Лакош убрал удостоверение и возмущенно взглянул на Херберта:
– Конечно, добровольно! Ты себе, видно, и представить не можешь, что кому-то есть дело до жизни простых рабочих?
– Кто б жаловался! Ты на своих разъездах заработал достаточно!
– А я и не про себя говорю. Но ты только погляди на силезских шахтеров! Мой отец горняком был, и знаешь ли… Им не до смеха!
– Ага, а с тридцать третьего у него, значит, жизнь наладилась?
– Нет, – растерялся Лакош. – Не наладилась… Умер он давно… Но у других-то! – вновь оживился он. – У других много чего изменилось, могу я тебе сказать! А если б они не навязали нам эту войну, так мы бы в Германии уже и социализм построили!
– Если бы да кабы, – издевательски произнес Херберт. – Если б ты не прихватил консервов, нам бы сейчас жрать нечего было! На, бери кусок, социалист хренов!
Он пододвинул коротышке крышку, от которой исходил запах горелого жира. Достав из кармана алюминиевую ложку и кусок сухаря, Лакош принялся за еду.
– Вот как все с этой войной на деле обстоит, – продолжил он, двигая челюстями. – Почему ее те развязали? Потому что им завидно было, что у нас социализм, вот почему! И только поэтому! Но запомни: стоит нам только победить, вот времена наступят! Адольф все банки и тресты поразгонит, да и вообще всех капиталистов вместе взятых. Все социализирует!
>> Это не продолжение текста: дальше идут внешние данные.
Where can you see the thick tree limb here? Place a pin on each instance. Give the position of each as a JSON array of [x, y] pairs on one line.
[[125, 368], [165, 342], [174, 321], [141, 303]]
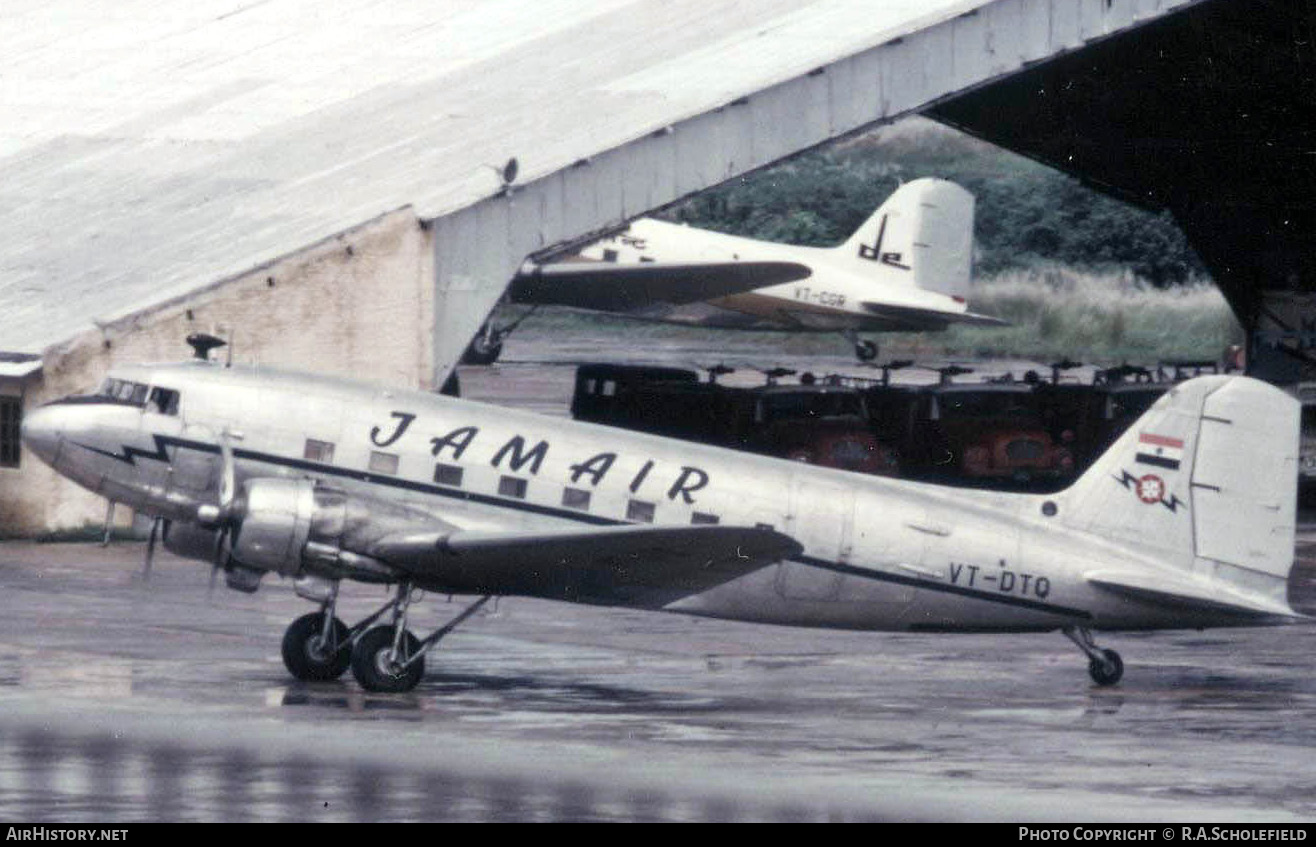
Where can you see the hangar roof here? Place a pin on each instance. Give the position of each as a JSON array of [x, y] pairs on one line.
[[151, 147]]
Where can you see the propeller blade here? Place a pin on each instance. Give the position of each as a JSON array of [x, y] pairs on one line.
[[150, 550], [220, 560], [228, 474]]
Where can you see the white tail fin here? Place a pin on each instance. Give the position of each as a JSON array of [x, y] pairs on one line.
[[921, 236], [1206, 482]]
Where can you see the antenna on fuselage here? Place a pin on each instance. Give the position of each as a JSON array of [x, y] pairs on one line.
[[203, 343]]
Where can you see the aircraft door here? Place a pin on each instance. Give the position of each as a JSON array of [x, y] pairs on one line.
[[823, 520]]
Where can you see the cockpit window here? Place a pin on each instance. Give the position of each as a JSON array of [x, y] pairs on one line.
[[163, 400]]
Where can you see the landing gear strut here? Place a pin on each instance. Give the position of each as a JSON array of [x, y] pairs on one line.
[[863, 349], [486, 347], [390, 658], [1104, 666]]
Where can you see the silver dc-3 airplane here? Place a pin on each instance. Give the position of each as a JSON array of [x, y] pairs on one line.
[[907, 268], [1187, 521]]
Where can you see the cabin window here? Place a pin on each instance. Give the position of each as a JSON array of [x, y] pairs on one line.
[[640, 512], [319, 451], [448, 475], [383, 462], [575, 499], [11, 425], [511, 487]]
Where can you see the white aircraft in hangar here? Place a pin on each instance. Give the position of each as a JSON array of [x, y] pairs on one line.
[[1186, 522], [907, 268]]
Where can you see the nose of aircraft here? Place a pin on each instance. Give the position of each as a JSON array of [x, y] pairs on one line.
[[41, 432]]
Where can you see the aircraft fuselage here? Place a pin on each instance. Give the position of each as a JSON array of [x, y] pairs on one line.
[[879, 554]]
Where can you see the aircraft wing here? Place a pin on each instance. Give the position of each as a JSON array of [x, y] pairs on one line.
[[1182, 591], [912, 318], [637, 566], [612, 287]]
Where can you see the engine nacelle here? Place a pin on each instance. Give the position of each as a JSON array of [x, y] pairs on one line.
[[275, 524], [295, 526]]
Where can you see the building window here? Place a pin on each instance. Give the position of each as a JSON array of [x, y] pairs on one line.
[[575, 499], [383, 462], [11, 426], [448, 475], [511, 487], [319, 451]]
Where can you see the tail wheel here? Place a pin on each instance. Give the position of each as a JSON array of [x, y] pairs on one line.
[[308, 655], [1108, 670], [374, 667]]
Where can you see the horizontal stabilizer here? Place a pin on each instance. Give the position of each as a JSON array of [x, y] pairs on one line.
[[612, 287], [638, 566], [1186, 592], [920, 320]]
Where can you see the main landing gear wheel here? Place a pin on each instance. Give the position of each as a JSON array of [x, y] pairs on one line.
[[377, 668], [1104, 666], [486, 347], [309, 655], [1108, 670]]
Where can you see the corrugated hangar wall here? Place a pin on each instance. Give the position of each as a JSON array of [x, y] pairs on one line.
[[479, 247], [417, 292]]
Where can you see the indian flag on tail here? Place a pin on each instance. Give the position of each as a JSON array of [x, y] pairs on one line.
[[1160, 450]]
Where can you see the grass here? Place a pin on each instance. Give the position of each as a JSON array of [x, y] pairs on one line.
[[1113, 316]]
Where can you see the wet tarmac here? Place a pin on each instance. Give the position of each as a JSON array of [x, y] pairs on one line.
[[130, 700]]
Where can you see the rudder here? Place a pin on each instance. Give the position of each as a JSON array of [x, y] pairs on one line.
[[921, 236], [1206, 480]]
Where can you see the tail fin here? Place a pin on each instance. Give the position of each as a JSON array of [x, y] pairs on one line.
[[921, 236], [1204, 482]]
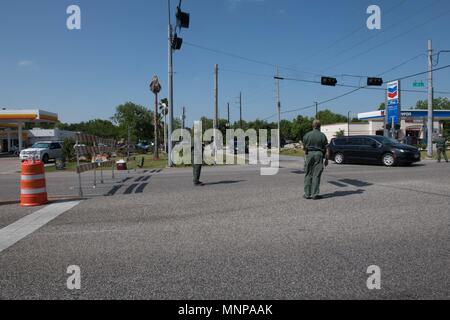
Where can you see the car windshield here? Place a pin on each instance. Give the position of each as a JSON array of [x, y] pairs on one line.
[[41, 145], [385, 140]]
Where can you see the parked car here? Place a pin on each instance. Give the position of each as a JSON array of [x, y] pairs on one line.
[[372, 149], [43, 151]]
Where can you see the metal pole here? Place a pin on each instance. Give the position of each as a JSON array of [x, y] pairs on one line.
[[228, 114], [216, 106], [386, 114], [430, 100], [77, 151], [348, 124], [278, 107], [165, 131], [170, 87], [240, 109], [155, 123], [128, 142]]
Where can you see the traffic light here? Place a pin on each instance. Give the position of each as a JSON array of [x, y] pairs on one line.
[[183, 19], [176, 42], [327, 81], [378, 82]]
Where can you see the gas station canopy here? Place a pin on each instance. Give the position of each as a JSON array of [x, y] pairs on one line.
[[12, 117], [16, 119]]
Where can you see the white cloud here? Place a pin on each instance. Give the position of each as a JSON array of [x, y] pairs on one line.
[[25, 63]]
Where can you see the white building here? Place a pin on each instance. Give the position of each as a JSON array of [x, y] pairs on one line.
[[413, 125]]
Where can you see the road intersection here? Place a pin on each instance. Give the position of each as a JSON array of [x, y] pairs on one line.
[[241, 236]]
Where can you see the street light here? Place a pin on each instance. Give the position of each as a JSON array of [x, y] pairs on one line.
[[155, 87]]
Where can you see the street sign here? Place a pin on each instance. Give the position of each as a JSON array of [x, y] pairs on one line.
[[393, 99]]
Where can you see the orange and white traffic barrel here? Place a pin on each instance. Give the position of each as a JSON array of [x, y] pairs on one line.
[[33, 191]]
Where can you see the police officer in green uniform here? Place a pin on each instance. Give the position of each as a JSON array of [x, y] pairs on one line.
[[315, 145], [197, 165], [441, 145]]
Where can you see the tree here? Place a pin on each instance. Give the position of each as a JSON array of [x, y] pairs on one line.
[[438, 104], [96, 127], [328, 117], [137, 118], [300, 126]]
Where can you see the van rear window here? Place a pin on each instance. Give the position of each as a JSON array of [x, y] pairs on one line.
[[340, 142]]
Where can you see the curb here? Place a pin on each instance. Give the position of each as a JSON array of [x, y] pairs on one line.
[[50, 200]]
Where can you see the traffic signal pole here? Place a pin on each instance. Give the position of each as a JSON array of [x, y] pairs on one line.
[[278, 107], [430, 100], [170, 95]]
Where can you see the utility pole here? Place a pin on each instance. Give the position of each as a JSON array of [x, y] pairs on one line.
[[240, 110], [430, 100], [183, 118], [278, 107], [228, 114], [317, 109], [155, 87], [348, 124], [170, 88]]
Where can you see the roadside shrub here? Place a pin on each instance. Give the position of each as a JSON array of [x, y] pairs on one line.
[[68, 149]]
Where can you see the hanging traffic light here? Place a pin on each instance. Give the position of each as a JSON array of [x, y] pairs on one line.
[[176, 42], [327, 81], [183, 19], [378, 82]]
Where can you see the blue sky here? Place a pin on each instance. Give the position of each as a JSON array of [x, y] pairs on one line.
[[85, 74]]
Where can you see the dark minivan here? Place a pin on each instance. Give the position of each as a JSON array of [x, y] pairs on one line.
[[372, 149]]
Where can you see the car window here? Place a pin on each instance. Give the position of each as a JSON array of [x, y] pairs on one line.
[[356, 141], [340, 142], [369, 141]]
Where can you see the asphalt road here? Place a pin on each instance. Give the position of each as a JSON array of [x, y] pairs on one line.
[[244, 236]]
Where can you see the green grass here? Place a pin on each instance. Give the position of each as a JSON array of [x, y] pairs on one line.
[[425, 155], [149, 163], [293, 152]]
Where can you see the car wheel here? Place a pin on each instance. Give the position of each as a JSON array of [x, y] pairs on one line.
[[388, 160], [339, 158]]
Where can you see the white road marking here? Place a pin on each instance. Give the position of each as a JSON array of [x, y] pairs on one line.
[[15, 232]]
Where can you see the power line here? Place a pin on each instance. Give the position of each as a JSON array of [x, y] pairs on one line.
[[355, 90], [247, 59], [349, 35], [385, 29], [389, 40]]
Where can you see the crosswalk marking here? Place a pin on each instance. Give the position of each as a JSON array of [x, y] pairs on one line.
[[15, 232]]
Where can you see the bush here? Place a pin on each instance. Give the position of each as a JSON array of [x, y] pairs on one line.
[[68, 149]]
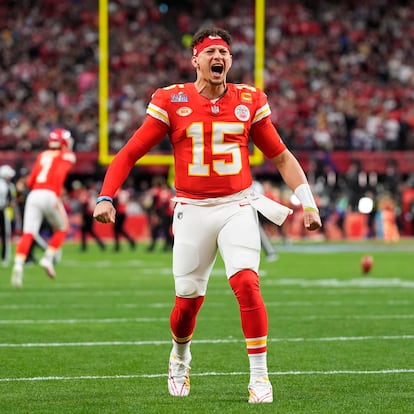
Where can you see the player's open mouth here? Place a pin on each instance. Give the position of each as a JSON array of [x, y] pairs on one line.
[[217, 69]]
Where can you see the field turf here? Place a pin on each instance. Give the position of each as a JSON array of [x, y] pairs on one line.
[[97, 340]]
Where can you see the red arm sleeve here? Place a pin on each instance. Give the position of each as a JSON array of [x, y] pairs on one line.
[[266, 138], [148, 135]]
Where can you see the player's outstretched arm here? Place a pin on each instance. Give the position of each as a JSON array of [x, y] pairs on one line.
[[295, 178], [104, 212]]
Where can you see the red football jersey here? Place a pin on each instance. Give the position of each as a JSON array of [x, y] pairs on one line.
[[50, 170], [210, 139]]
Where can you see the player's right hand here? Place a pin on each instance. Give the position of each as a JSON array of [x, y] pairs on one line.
[[104, 212]]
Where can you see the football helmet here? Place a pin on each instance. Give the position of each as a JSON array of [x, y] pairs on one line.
[[60, 138]]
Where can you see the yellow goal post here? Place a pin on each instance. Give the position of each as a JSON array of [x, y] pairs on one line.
[[256, 158]]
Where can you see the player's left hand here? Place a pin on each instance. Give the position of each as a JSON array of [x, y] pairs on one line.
[[311, 220], [104, 212]]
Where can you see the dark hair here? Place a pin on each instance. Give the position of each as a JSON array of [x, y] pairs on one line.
[[211, 31]]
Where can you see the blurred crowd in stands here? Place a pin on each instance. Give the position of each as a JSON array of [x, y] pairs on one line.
[[339, 75]]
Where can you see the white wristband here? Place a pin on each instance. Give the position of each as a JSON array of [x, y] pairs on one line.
[[304, 194]]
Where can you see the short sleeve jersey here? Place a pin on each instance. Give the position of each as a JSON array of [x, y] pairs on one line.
[[50, 170], [211, 138]]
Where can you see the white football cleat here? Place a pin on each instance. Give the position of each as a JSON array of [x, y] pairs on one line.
[[48, 266], [260, 391], [179, 376], [17, 276]]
– Все социализирует? – испуганно переспросил Гайбель. – И лавки наши тоже?
– Да сдались ему твои лавчонки, телячья твоя башка! – с презрением в голосе отозвался Лакош. – Тут тебе не коммунизм!
– Так и крупные предприятия не сдались тоже, – возразил Херберт. – Ты что же, считаешь, что Гитлер им позволит на войне нажиться, только чтоб потом все у них отобрать?
– Да что вы понимаете! – разошелся Лакош. – Или вы, может, думаете, “национал-социализм” и “рабочая партия” – это просто слова такие красивые? Адольф и сам был простым рабочим. Говорю вам, своих он в беде не оставит!
В дверь просунул голову постовой.
– Эй, меня тут менять кто-нибудь собирается? – поинтересовался он. – Десять минут первого!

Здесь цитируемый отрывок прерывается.